Red beans and rice is a full meal

Red beans and rice is a full meal

A great thing about learning about food is the almost limitless variety of ways to approach it. You can choose a continent or country and immerse yourself in learning its cuisine and how it is tied to that region.

You can choose a single spice and trace its origins and the way it has scattered across the globe, how and where it is used and why. You can choose a culture and explore what they’ve eaten and why. This kind of focus can be broad or narrow.
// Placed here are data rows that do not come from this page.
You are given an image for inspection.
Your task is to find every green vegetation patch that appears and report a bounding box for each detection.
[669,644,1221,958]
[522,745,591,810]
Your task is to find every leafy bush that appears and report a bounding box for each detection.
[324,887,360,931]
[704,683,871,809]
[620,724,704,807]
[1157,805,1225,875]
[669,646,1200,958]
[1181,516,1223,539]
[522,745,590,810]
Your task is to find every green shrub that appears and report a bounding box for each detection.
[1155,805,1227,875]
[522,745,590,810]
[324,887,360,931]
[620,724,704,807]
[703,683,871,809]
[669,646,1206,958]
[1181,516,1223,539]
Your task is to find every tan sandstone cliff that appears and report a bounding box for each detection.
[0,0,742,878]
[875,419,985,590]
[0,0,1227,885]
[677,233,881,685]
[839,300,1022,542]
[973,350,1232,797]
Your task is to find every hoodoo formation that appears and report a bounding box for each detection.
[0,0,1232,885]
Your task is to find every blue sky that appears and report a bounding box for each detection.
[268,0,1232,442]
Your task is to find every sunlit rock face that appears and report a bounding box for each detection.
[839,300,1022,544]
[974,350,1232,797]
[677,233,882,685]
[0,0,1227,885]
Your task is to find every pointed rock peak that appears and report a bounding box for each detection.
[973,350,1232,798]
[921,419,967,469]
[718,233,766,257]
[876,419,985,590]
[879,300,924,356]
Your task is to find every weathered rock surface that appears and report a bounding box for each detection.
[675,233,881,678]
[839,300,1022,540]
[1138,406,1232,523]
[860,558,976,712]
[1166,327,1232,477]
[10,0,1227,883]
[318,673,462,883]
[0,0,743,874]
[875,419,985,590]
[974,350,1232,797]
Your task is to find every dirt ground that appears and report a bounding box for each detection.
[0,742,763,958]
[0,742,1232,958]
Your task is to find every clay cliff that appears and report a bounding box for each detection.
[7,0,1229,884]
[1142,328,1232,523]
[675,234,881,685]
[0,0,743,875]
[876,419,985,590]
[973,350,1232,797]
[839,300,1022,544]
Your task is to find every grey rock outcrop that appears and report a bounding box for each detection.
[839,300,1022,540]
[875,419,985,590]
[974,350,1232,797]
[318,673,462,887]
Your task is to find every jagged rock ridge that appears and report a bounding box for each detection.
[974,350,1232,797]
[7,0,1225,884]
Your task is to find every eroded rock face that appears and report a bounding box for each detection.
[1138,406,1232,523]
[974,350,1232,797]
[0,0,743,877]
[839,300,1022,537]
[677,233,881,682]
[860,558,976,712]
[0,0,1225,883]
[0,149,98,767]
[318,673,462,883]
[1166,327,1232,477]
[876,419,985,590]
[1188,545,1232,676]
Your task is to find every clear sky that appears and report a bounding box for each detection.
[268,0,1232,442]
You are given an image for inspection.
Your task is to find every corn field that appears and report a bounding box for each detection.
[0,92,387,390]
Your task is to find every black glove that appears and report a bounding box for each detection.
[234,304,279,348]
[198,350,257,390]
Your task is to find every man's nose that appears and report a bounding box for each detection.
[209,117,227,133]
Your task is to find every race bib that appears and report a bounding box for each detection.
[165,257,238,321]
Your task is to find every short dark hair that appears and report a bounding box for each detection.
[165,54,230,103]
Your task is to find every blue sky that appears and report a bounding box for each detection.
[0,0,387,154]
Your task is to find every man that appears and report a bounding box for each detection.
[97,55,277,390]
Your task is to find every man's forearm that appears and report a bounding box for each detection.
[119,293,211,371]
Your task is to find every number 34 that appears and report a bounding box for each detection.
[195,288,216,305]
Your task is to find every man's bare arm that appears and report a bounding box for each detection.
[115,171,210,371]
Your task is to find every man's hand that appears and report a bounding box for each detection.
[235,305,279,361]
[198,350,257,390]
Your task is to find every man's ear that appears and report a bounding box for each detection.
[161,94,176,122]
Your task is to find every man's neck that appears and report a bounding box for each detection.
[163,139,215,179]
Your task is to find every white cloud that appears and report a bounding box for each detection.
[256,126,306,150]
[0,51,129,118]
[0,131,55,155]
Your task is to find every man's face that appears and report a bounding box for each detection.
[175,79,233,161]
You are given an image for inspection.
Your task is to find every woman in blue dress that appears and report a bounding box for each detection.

You could follow the history of the Amish, for example, and how the dishes we associate with them came to be and why they’re still in currency today, though I can’t imagine a more boring pursuit than finding out why noodles are on every Amish buffet.

New Orleans, Louisiana may warrant as much culinary interest as any place on earth. There’s the romance of the French Quarter and the influence of French, Gullah, Creole and Caribbean cuisines. There’s the tremendous history of the city, Anne Rice’s rich vampire lore and, of course, the music.

There are a lot of dishes associated with that part of the U.S. A crawfish or crab boil should be on your bucket list. How can you resist something that gets dumped out onto a newspaper-covered picnic table on a central pile for all to pick through?

There’s etouffee, pralines, and red beans and rice. Red beans and rice is perhaps one of the main dishes associated with Louisiana and New Orleans. Louis Armstrong loved it so much he signed his letters “red beans and ricely yours, Louis.”

It’s a full meal with lots of red kidney beans, of course, but also andouille sausage, plenty of spice and a sauce formed during cooking. The whole business is served over a bed of fluffy white rice.


Spice mix:

1 tablespoon ground black pepper

3/4 tablespoon kosher salt

3/4 tablespoon garlic powder

3/4 tablespoon onion powder

1/2 teaspoon cayenne pepper

1 teaspoon paprika

For the beans:

2 cups dried red kidney beans

3 tablespoons vegetable oil

14 ounces andouille sausage, cut into 1-inch pieces

1 large yellow onion, chopped

1 green pepper, chopped

2 celery stalks, chopped

6 cloves garlic, minced

2 tablespoons spice mix, above

2 smoked ham hocks

6 cups chicken stock

1 teaspoon dried thyme

2 dried bay leaves

Salt and pepper to taste

Plain steamed white rice, for serving

Place the beans in a large bowl and cover with water by 1 inch. Let soak overnight to soften.

The next day, heat a large heavy-bottomed Dutch oven over medium heat. Add the oil, and when it is hot enough to shimmer, add the sausage and cook until browned well, about 3 minutes per side. Remove the sausage from the pan, place in a bowl and allow to cool in the refrigerator.

Without cleaning the pot, add onions, pepper, celery and garlic. Cook until softened, about 6 minutes, being careful not to burn the garlic. Add the spice mix and cook another 3 minutes, until fragrant. Drain the beans and add to the pot, then the stock, ham hocks, thyme and bay leaf. Bring to a boil, then immediately reduce heat to low. Cover and simmer 2 hours or until the beans are tender. They may require 3 hours, depending on how old they are.

When the beans are tender, remove about 1 cup of them from the pot and add to a food processor or blender. Remove the ham hocks to a cutting board. Process the beans until quite smooth, then return them to the pot. Remove as much of the meager meat from the hocks as you can and chop it up a bit. Add the sausage and the meat from the hocks to the pot. Simmer a moment until well blended. Serve over white rice.